Orange barrels along Interstate 40 have not been uncommon in the city, but the traffic controls on the westbound bridge over the Rio Grande are not about cars and trucks.
Instead they are for first part of a $7.5 million project to build a pedestrian and bicycle bridge immediately north of I-40 above the river.
More than $5 million of the project is being funded by federal stimulus money for a job currently employing more than a dozen workers with an Albuquerque contractor.
Former Gov. Toney Anaya, executive director of the New Mexico Office of Recovery and Reinvestment, said the project is more than just an immediate boost to the local economy.
"The initial purpose is certainly to create jobs, stimulate the economy, but the ultimate purpose is to do it with a project that will have long-lasting benefits," Anaya told KRQE News 13. "This is what's so wonderful about this particular project; it will be long-lasting."
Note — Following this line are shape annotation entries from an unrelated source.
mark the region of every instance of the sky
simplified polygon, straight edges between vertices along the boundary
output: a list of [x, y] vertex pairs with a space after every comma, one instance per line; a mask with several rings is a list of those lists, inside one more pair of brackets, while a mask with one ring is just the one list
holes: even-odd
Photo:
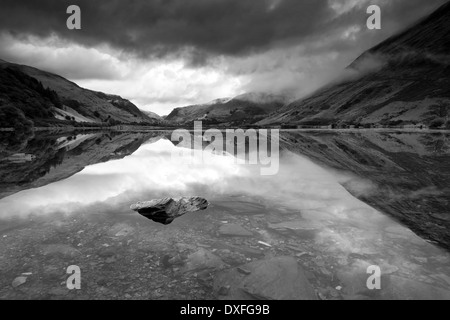
[[[0, 0], [0, 59], [160, 115], [246, 92], [301, 98], [446, 0]], [[81, 30], [69, 30], [69, 5]], [[381, 30], [366, 10], [381, 8]]]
Officials say the project was 10 years in the making and the bridge is a first of its kind giving pedestrians and bicyclist another option when it comes to getting across the river.
"Otherwise you have to look at a Paseo del Norte, a Montaño, a Bridge," Mark Motsko of Albuquerque's Department of Municipal Development said. "So there's that potential conflict of vehicular traffic and pedestrians and bicyclist."
But not for long. The bridge is set to open in a few months, just in time for summer.
A river crossing built for cars and trucks would cost hundreds of millions dollars and take much more time.
However Anaya said the U. S. Senate passed a bill giving billions of dollars to transportation projects across the nation although it's too soon to know how it will be distributed.